肯綮に中る
肯綮に中る
- 出典:『荘子』養生主(ウィキソース「莊子/養生主」参照)
- 解釈:急所をつく。大切なところをおさえる。「肯」は骨についた肉、「綮」は肉と骨のつなぎ目。そこに包丁を当てれば、肉を骨から切り離すことができるので、物事の急所の意に用いる。
- 荘子 … 十巻三十三篇。戦国時代の思想書。内篇は荘周、外篇・雑篇は後学の著作と考えられている。成立年代不詳。『老子』の思想を継承し、道家思想を発展させたもので、内篇の中の逍遥遊・斉物論の二篇が最も重要である。『南華真経』とも。ウィキペディア【荘子 (書物)】参照。
臣之所好者道也。進乎技矣。始臣之解牛之時、所見無非牛者。三年之後、未嘗見全牛也。
臣の好む所の者は道なり。技より進む。始め臣の牛を解く時、見る所牛に非ざる者無し。三年の後、未だ嘗て全牛を見ず。
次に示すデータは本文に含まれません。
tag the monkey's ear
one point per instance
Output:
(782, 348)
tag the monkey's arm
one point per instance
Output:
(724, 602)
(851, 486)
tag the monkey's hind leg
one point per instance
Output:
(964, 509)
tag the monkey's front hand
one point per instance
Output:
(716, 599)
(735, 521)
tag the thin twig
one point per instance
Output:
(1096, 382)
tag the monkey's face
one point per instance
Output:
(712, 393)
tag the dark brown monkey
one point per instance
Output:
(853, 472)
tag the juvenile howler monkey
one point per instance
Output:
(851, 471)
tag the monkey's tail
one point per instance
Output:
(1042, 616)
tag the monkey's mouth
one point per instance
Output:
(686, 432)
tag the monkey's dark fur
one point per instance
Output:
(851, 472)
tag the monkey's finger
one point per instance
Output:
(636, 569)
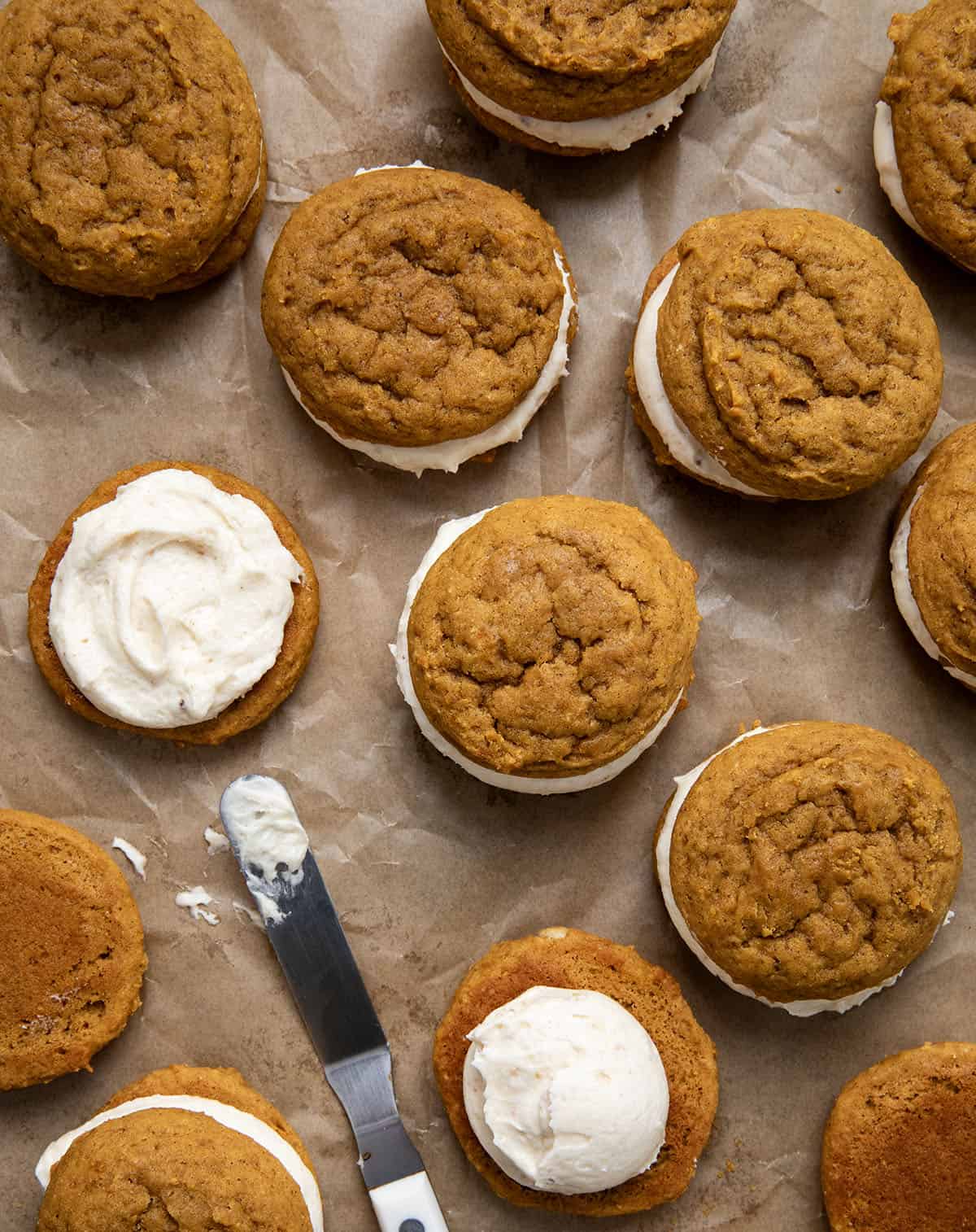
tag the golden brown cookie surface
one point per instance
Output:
(571, 60)
(900, 1145)
(815, 860)
(175, 1169)
(264, 697)
(942, 546)
(412, 306)
(563, 958)
(129, 141)
(930, 88)
(72, 961)
(798, 352)
(553, 635)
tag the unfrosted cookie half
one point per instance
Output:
(783, 354)
(131, 146)
(571, 960)
(577, 79)
(900, 1145)
(185, 610)
(421, 317)
(72, 960)
(933, 555)
(926, 125)
(808, 865)
(544, 644)
(181, 1147)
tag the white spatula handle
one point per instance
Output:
(407, 1205)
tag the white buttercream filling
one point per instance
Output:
(798, 1008)
(681, 443)
(271, 841)
(566, 1090)
(450, 455)
(172, 601)
(224, 1114)
(602, 132)
(445, 537)
(901, 584)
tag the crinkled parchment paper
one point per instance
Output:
(429, 867)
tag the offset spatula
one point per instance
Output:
(304, 929)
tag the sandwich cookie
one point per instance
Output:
(544, 644)
(176, 601)
(925, 126)
(933, 555)
(72, 961)
(783, 354)
(900, 1145)
(808, 865)
(577, 79)
(180, 1148)
(420, 317)
(132, 160)
(575, 1076)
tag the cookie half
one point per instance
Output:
(808, 865)
(420, 317)
(926, 126)
(577, 79)
(783, 354)
(174, 605)
(546, 644)
(131, 146)
(933, 555)
(72, 961)
(569, 959)
(900, 1145)
(181, 1147)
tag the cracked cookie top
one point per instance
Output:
(568, 958)
(129, 141)
(575, 59)
(72, 961)
(412, 306)
(175, 1169)
(887, 1128)
(930, 88)
(942, 546)
(551, 636)
(815, 860)
(798, 352)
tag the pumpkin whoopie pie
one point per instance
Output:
(546, 644)
(420, 317)
(933, 555)
(72, 961)
(575, 1076)
(176, 601)
(783, 354)
(132, 159)
(576, 79)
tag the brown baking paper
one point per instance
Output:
(429, 867)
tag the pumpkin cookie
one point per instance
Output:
(564, 1037)
(72, 961)
(546, 644)
(182, 1147)
(889, 1129)
(420, 317)
(925, 126)
(176, 601)
(933, 555)
(808, 865)
(783, 354)
(131, 148)
(573, 78)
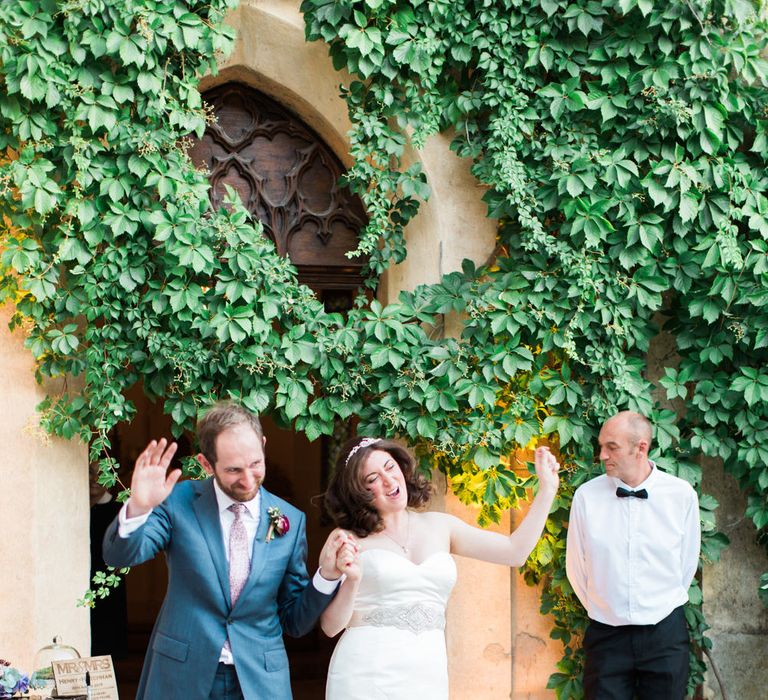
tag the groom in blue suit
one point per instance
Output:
(237, 576)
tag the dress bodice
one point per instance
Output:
(394, 645)
(390, 581)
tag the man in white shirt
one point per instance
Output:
(632, 552)
(237, 576)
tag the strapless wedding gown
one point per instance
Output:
(394, 646)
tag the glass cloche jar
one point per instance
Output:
(56, 651)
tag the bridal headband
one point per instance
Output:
(365, 442)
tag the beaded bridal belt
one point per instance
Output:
(418, 617)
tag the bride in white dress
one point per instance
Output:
(400, 572)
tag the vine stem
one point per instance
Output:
(718, 677)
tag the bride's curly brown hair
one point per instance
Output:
(349, 502)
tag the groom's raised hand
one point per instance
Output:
(329, 555)
(150, 484)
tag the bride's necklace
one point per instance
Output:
(404, 547)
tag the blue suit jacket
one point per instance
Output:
(197, 615)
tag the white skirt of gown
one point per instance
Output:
(399, 653)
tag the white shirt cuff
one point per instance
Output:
(324, 585)
(128, 525)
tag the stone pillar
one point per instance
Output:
(478, 616)
(44, 527)
(737, 618)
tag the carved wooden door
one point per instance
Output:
(288, 178)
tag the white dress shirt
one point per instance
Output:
(631, 560)
(250, 516)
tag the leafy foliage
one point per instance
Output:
(624, 149)
(623, 146)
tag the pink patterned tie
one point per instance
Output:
(239, 556)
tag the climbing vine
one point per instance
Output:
(623, 146)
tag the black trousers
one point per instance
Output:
(647, 662)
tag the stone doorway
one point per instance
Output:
(287, 177)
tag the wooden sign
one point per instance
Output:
(70, 677)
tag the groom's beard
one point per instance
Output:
(239, 493)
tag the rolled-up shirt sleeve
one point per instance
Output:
(575, 564)
(692, 540)
(129, 525)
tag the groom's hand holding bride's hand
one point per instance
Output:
(348, 559)
(339, 548)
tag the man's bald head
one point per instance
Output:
(634, 425)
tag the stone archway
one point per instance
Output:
(287, 177)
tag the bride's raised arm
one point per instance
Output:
(514, 550)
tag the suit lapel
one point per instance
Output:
(207, 512)
(260, 546)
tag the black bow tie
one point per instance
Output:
(621, 492)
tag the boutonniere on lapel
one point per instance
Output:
(278, 523)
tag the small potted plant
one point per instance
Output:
(13, 683)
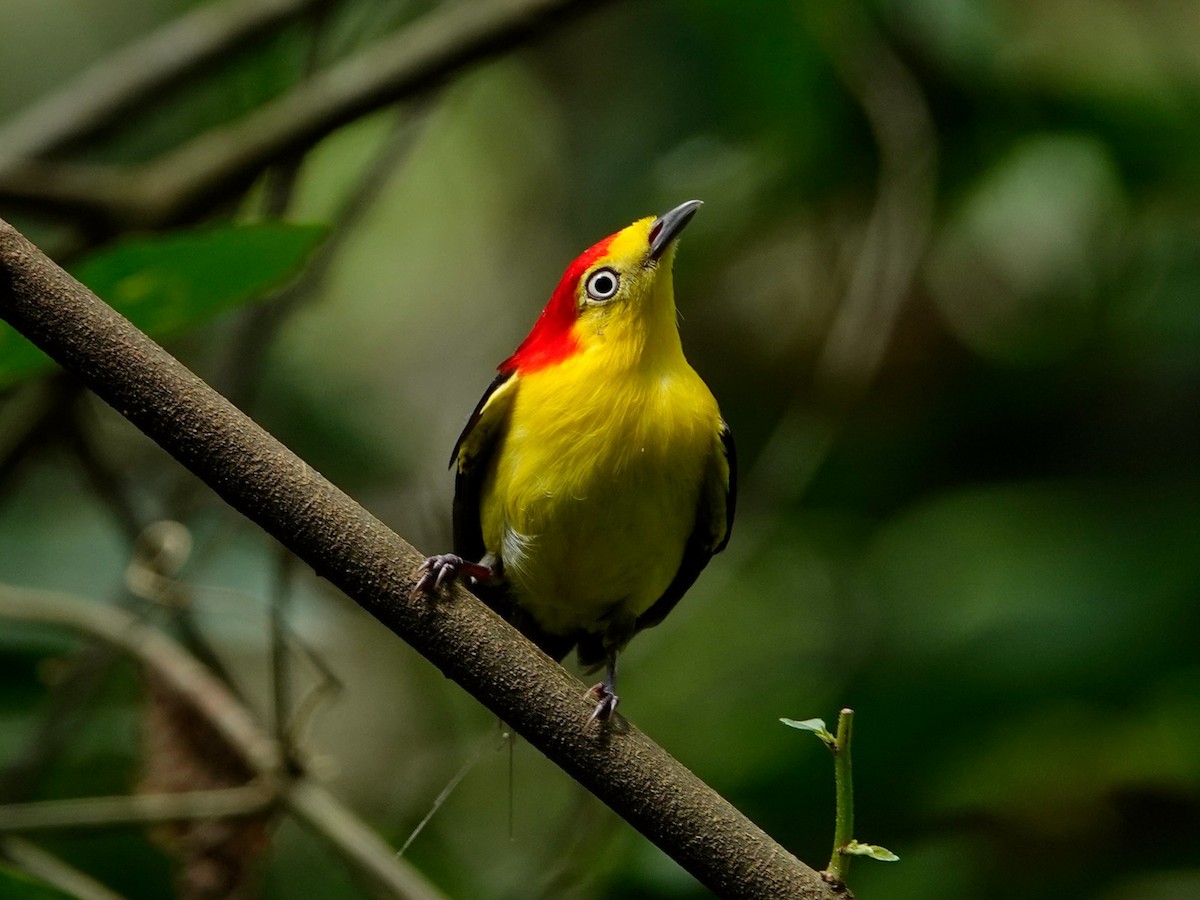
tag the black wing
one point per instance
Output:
(712, 531)
(472, 454)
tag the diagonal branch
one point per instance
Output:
(189, 181)
(355, 552)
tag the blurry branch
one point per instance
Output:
(898, 229)
(271, 786)
(249, 347)
(893, 240)
(47, 867)
(192, 179)
(359, 555)
(120, 83)
(150, 647)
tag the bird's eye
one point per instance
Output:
(603, 285)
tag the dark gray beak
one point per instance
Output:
(667, 226)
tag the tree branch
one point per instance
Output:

- 臣 … 臣下が君主に対してへりくだっていう自称。
方今之時、臣以神遇、而不以目視。官知止而神欲行。
今の時に方り、臣神を以て遇して、目を以て視ず。官知止まりて神欲行く。
- 神 … こころ。
- 官知 … 感覚器官の働き。
- 神欲 … 心の動き。
依乎天理、批大郤、導大窾。因其固然、技經肯綮之未嘗。而況大軱乎。
天理に依り、大郤を批し、大窾に導く。其の固より然るに因り、技の肯綮を経ること未だ嘗てせず。而るに況んや大軱をや。
- 批 … うつ。
- 大郤 … 大きなすきま。
- 大窾 … 大きな穴。
- 肯綮 … 「肯」は、骨についた肉。「綮」は、肉と骨のつなぎ目。
- 軱 … 大きな骨。
……文惠君曰、善哉。吾聞庖丁之言、得養生焉。
……文恵君曰く、善きかな。吾庖丁の言を聞き、生を養うを得たり、と。
- 文恵君 … 戦国時代、魏の恵王。ウィキペディア【恵王 (魏)】参照。
- 庖丁 … 古代の有名な料理人。「丁」は人名。牛の解体に巧みだった。